No one asked what he was doing. They just watched, waiting to see if this was another storm, or something steadier.

He spoke without needing to raise his voice. Not through words, but through movement. He laid out the water jug again, then knelt and started checking through one of the sealed bins, pulling out the driest food packs he could find. He lined them up in rows. Trail mix, two granola bars, a vacuum-sealed bag of beef jerky.

Next came the maps. One had survived the flooding, though the edges were curling and the print had begun to smudge. He placed it on a flat rock, smoothing it with one hand. Then he began scanning the tree line again, his fingers tracing the path that should have led up toward the ridge—where the radio tower had once connected to the ranger outpost.

He wasn't the strongest, or oldest, or most popular. But at that moment, he was the one who moved like someone who refused to let things fall apart.

By mid-morning, a few of the older kids had joined him near the trailhead. One tall girl with her hair braided tight and a plastic whistle around her neck stood with crossed arms, silently volunteering. Another boy, lanky and quiet, adjusted his boots and nodded once. Rafi glanced at them both and handed over what gear they had—two ponchos, a half-full flashlight, one of the better-compacted food bags.
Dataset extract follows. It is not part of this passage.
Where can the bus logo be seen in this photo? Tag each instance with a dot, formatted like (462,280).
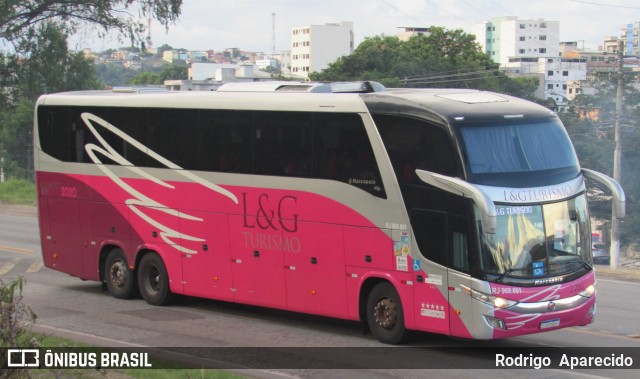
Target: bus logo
(23,358)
They didn't speak. They didn't need to.

Rafi divided the camp loosely in his head. The little kids would stay near the fire pit. The mess area would serve as shelter. The older ones who stayed behind would help protect and ration supplies. Everyone needed to know where the emergency water was, how to signal for help if things got worse. He made sure they understood, even without a lecture or a list.
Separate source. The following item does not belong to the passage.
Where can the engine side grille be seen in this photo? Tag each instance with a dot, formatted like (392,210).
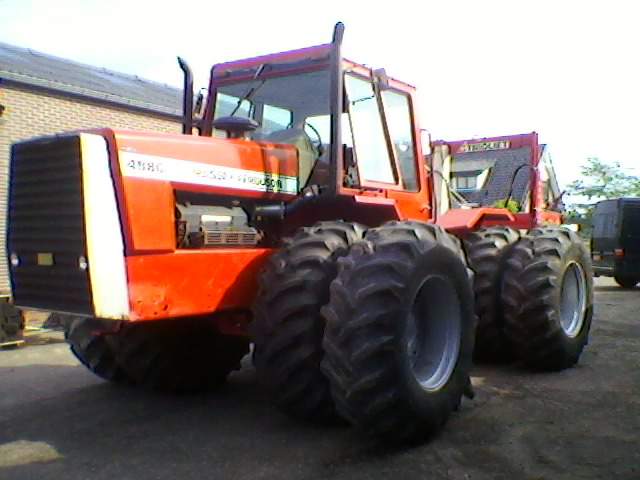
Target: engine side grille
(46,225)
Once he had a plan—barebones but real—he shouldered a makeshift pack, tied his sneakers tighter, and faced the ridge trail.
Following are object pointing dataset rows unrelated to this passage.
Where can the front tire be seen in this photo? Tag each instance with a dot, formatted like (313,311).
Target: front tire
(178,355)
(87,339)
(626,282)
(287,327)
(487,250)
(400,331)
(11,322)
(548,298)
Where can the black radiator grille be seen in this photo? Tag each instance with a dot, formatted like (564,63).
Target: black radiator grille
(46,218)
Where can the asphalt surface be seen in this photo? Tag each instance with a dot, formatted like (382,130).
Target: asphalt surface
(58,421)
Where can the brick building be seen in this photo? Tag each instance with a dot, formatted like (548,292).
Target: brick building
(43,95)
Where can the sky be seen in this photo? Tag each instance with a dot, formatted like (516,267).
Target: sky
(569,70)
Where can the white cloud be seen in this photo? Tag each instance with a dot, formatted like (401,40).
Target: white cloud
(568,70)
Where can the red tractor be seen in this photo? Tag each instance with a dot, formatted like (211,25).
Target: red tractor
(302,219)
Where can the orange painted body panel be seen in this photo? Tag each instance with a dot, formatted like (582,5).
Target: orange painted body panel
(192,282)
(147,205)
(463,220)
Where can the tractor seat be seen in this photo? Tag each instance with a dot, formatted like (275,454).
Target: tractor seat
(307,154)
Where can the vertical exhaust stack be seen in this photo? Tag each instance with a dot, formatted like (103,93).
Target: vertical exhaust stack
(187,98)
The air felt different at the edge of the forest. Still, damp, and close. The rain had stopped, but the canopy above was still dripping, creating a soft patter that never seemed to end. The trail itself was half-melted into a muddy chute, lined with slick roots and the occasional fallen branch. Each step would be slow. And careful.

He felt eyes on him as he took the first step forward. Kids standing silently behind him. Wondering if this was bravery or foolishness. Maybe both.

As they climbed, the world below disappeared. The camp vanished into trees and fog. The air grew thinner, colder, but the silence thickened. The higher they went, the more Rafi noticed how alone they really were. No birds. No bugs. No movement at all. As if the forest had been holding its breath since the storm.

They moved single file. Rafi led, scanning for footprints, scraps of fabric, anything that might point to where the missing counselor had gone. Occasionally, he paused to listen. But there was only wind and the endless sound of dripping leaves.

A mile in, they found something.

A trail marker, bent sideways. And beside it, something more chilling—boot prints half-buried in mud, heading off-trail, down into a dense pocket of forest where the ground sank with every step.

The prints didn't return.

Rafi crouched beside them, trying to gauge how old they were, how deep the indentations, what kind of pace the person had been keeping. It looked like a rush. Not running, exactly. But urgent. Fast.

He stood up slowly, spine stiff from tension.

The prints meant someone had come this way. But there were no signs of return. And the direction they led wasn't toward the ranger station or any supply point. It led into the opposite side of the mountain—where there was only thick brush and an old boundary fence that hadn't been used in years.

Still, they had to follow it.

He gestured silently, and the others fell in behind.

As they moved deeper into the trees, Rafi's thoughts began to stretch toward questions he hadn't allowed himself to ask before. Why had the counselor gone this way? Why hadn't anyone come back down to report? What if this wasn't just a storm aftermath—but something else?

A feeling crawled up his spine—one he hadn't felt since the night his life had cracked in half.

The feeling that something was very wrong.

And that no one else was coming to fix it.

They would have to fix it themselves.